Seriously--I was allowed to wear a orange and purple tiedye shirt with red and fushcia shorts and I turned out just fine. In fact, I call my mom only to ask for her opinion---and the advice she gives is not the final say.

OneTimeSBX 08-06-2007 04:19 PM

BRAVO! @AlwaysSAI!

my parents made sure we had to step up and make choices. once we were "grown" they rarely like to be bothered with our decisions, to the point where dad told us he better not have his future sons-in-law ask for our hand in marriage. he felt it was an adult decision between a man and woman.

and honestly, mama's boys are the worst. seriously. that is where it all begins...

ForeverRoses 08-06-2007 04:28 PM

I love my parents to death- but I can't imagine talking to them more than once a week. I still call them every Sunday evening, just like I did in college. So if I do call on an off-day they usually start to freak out that something is wrong!

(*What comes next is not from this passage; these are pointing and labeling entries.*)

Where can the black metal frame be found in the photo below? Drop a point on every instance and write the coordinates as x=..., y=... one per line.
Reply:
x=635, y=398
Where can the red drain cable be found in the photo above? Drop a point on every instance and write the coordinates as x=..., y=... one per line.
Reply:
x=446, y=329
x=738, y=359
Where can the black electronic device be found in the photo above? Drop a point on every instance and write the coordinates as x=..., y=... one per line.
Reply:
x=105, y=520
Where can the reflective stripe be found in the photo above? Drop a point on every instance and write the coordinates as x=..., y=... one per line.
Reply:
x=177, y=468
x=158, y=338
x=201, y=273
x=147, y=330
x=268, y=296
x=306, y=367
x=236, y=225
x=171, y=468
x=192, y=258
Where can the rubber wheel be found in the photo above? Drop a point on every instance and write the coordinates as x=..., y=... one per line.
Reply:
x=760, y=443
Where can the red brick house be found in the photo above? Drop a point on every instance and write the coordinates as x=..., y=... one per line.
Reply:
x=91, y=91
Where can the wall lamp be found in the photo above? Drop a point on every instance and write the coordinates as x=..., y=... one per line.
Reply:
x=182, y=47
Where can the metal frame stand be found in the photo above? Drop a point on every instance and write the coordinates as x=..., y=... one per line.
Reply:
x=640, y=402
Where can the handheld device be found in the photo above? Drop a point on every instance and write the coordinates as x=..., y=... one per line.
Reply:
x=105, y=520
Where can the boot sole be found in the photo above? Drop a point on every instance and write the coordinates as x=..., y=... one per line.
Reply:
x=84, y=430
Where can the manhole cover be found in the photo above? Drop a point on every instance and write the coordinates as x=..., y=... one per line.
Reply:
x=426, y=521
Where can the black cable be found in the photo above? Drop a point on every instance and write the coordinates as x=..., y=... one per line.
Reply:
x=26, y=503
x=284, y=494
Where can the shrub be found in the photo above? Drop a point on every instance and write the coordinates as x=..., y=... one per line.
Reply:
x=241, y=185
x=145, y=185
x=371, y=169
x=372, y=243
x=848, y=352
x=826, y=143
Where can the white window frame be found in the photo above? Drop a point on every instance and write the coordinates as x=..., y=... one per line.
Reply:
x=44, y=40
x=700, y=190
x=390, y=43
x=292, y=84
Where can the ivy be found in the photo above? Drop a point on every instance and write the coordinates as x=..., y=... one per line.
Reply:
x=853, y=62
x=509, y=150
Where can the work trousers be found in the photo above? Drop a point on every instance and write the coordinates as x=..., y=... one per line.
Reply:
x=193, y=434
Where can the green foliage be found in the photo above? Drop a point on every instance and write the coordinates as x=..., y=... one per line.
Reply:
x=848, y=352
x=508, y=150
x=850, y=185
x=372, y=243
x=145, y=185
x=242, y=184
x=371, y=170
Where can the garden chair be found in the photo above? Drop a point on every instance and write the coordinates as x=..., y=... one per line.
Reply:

As for the helicopter wives- our insurance open enrollment starts right after I return from Maternity leave. That's when most of them come out of the woodwork and bombard me with e-mails and phone messages (and God forbid I don't return the calls!).

I even have one employee that forwards EVERY HR e-mail I send out to his wife. I recently had to check with the wife before I set up some training for the employee. Talk about a short leash!